The toxic smog season is back with a vengeance. Most of February saw Thailand's air quality in the danger zone, and this month it won't get any better.
Once more, all fingers are pointed at "hotspots" caused by the hill tribes for their farm burnings. But as long as big polluters, namely the agro and fossil fuel giants, continue to escape state scrutiny and control, there is little hope of tackling Thailand's chronic toxic haze.
The smog season usually begins in March. This year, it started much earlier because the government believed moving forward the ban on farm burning to February would lower the hazardous PM2.5 fine dust particles in the air. The opposite is true. As a result of the new ban, which compelled highlanders to expedite their farm clearing, the smog season began sooner than in previous years.
The crux of the problem is the government's top-down policy and the harsh forest laws that refuse to heed local input and concerns. The highlanders have been living in the forest for generations, yet were outlawed once their ancestral homes were declared protected forests.
They also have indigenous knowledge of forest management in which they prevent wildfires through controlled burns to reduce biomass before the dry season arrives, and they have been successful in preserving the forest and its biodiversity.
However, forest authorities reject their traditional methods of forest management and controlled fires, instead insisting on zero-burning, which builds up biomass and feeds wildfires until they become unmanageable.
What's worse is that because there are not enough forest officials to fight the fires, the hill tribe people must risk their own lives to put out the flames and save their homes.
Tackling the toxic haze takes more than reducing hotspots in the mountainous North. The environmental destruction that spews the hazardous air pollutants stems from the government's failure to regulate agro businesses in the form of mass plantations and the fossil fuel industries, instead making the farmers and hilltribe people the scapegoats.

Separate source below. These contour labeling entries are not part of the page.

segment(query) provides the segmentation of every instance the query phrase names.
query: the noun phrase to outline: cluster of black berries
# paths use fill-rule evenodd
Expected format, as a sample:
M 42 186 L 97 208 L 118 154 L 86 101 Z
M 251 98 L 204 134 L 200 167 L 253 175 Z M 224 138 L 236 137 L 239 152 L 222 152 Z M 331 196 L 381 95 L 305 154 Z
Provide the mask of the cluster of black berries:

This injustice against the poor is reflected in the use of satellites to monitor the hotspots. Satellite images can only show hotspots from agricultural and forest areas, but not from cars, factories or power plants. This makes the data not only inaccurate but unjust as the big polluters are let off the hook.
This injustice is also glaring when the government blames the highlanders for using fires to clear the forests to turn them into maize plantations without touching upon big businesses that trade farm products. Through their contract farming, they make huge profits from selling seeds and farm chemicals to the farmers to buy back farm crops at a much lower cost.
And what is the point of eradicating hotspots in the country? Agro giants are freely expanding corn and sugar plantations in neighbouring countries. Since the smog knows no national boundaries, it comes with the winds to suffocate people in Thailand.
Therefore, failing to control agro giants not only makes the air unsafe to breathe, but the clearing of forests also hastens global warming, which increases the frequency and severity of natural disasters. By not regulating the fossil fuel industry, the problem gets worse.
The government's top-down policy in eliminating hotspots from farm burnings and forest fires in the mountains cannot end the toxic haze problem. Eliminating injustice can. This can be done by cooperating with hilltribe people to manage forest and fire protection. Instead of using unrealistic zero-burning, officials can monitor and regulate how and when hilltribes need to clear biomass.
Punishing the true environmental offenders is just as crucial. The government cannot turn a blind eye to allegations about officials within the Ministry of Environmental and Natural Resources embezzling the forest fire protection budget. There have been allegations of this type since 2013 and nothing has been done to probe the allegations.
Amid the bribery case in which former DNP chief Rutchada Suriyakul Na Ayutya was arrested and charged for taking bribes in exchange for promotions, related accusations emerged that officials needed to buy positions so they could reap back a profit by pocketing 30% from the fire protection budget. The government must not turn a deaf ear to this.
Corrupt officials must be held accountable. Policies that support ecologically harmful industries must be changed. The government should monitor whether farm cultivation such as maize and sugar are conducted in a sustainable manner, instead of putting the blame on the hilltribe people.
Smog and other natural calamities will persist so long as justice is ignored in favour of big businesses.